Nigerian singer and actor (born 1991)

Ado Isah Gwanja (born 22 January 1991) is a Nigerian singer and actor in the Northern Nigerian film industry Kannywood. Gwanja is a well-known singer whose songs are very popular especially among women and youths in Northern Nigeria.

== Career ==
Gwanja first appeared in films in 2017, but spent a lot of time in the music industry before he started acting. Gwanja is often better known in music than in film. Gwanja specializes in his songs for women, he is invited to festivals where he sings his songs. He has named former Hausa singer Aminu Mai Dawayya as his mentor.

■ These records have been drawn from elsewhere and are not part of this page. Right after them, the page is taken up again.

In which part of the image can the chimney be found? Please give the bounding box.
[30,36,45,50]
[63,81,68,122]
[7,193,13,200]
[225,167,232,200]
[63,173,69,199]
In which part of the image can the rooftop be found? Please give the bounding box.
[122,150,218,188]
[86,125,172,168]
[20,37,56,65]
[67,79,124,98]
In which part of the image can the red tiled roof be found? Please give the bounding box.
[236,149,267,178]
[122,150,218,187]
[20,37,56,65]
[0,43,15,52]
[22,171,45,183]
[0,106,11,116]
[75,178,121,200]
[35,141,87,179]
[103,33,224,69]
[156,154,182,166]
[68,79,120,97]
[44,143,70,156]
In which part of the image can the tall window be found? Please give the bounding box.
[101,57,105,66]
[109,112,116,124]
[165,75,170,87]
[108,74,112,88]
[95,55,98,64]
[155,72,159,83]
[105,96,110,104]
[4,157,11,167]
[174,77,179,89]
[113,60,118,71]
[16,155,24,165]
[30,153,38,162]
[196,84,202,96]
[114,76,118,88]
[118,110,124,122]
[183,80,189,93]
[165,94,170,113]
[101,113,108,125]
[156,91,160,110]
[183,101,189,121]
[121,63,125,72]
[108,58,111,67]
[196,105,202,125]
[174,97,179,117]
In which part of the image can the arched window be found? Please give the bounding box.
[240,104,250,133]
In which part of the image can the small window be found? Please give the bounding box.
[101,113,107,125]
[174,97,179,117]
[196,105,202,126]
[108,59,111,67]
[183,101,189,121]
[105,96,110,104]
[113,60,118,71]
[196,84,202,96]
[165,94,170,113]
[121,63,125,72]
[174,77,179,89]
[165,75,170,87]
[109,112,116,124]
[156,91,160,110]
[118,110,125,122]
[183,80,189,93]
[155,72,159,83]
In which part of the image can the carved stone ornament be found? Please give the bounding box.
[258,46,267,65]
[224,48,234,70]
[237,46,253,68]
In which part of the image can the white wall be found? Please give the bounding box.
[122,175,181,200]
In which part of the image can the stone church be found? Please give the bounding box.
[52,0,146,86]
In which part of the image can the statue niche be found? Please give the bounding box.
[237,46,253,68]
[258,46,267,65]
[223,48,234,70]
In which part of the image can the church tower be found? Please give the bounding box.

Some of Gwanja's most popular songs are Kujerar Tsakar Gida, Mamar-Mamar, Ɗakin Baƙuwa, Asha Rawa-rawa, Kilu ta Ja Bau, Kidan Mata, Warr, Chass, Luwai, etc.

== Albums ==
These are the Gwanja's albums;

| Film | Year |
|---|---|
| Kujerar Tsakar Gida | 2014 |
| Indosa | 2017 |
| Matan Arewa | 2016 |
| Juya | 2018 |
| Ga Gwanja | 2017 |
| Tangaran | 2021 |
| Adama | 2021 |

== Filmography ==
Indosa (2017)

Matan Arewa (2016)

Juya (2018)

Tangaran (2021)

Adama (2021)

== Awards==
Gwanja has received numerous awards from individuals and organisations. Among the major awards received by Gwanja was the award given by Nigerian first lady Aisha Buhari. Other awards includes;

| Year | Award | Category | Result |
|---|---|---|---|
| 2019 | Get Kano Award | Best Actor | Won |
| 2018 | Sani Abacha Youth Center Award | Best Actor award | Won |
| 2018 | National Association of Nigerian Students (NANS) | Best Women's Singer of the year | Won |
| 2019 | RS Fans Entertainment | Best Musician of the year b | Won |
| 2018 | Best Hausa Artists | Rhymes Pillars Crew. | Won |

== Personal life==
Ado Gwanja's Father is a Hausa man from Kano and his mother is from Shuwa Arabia Ethnicity from Borno State. Gwanja is a Muslim, he is married with one daughter.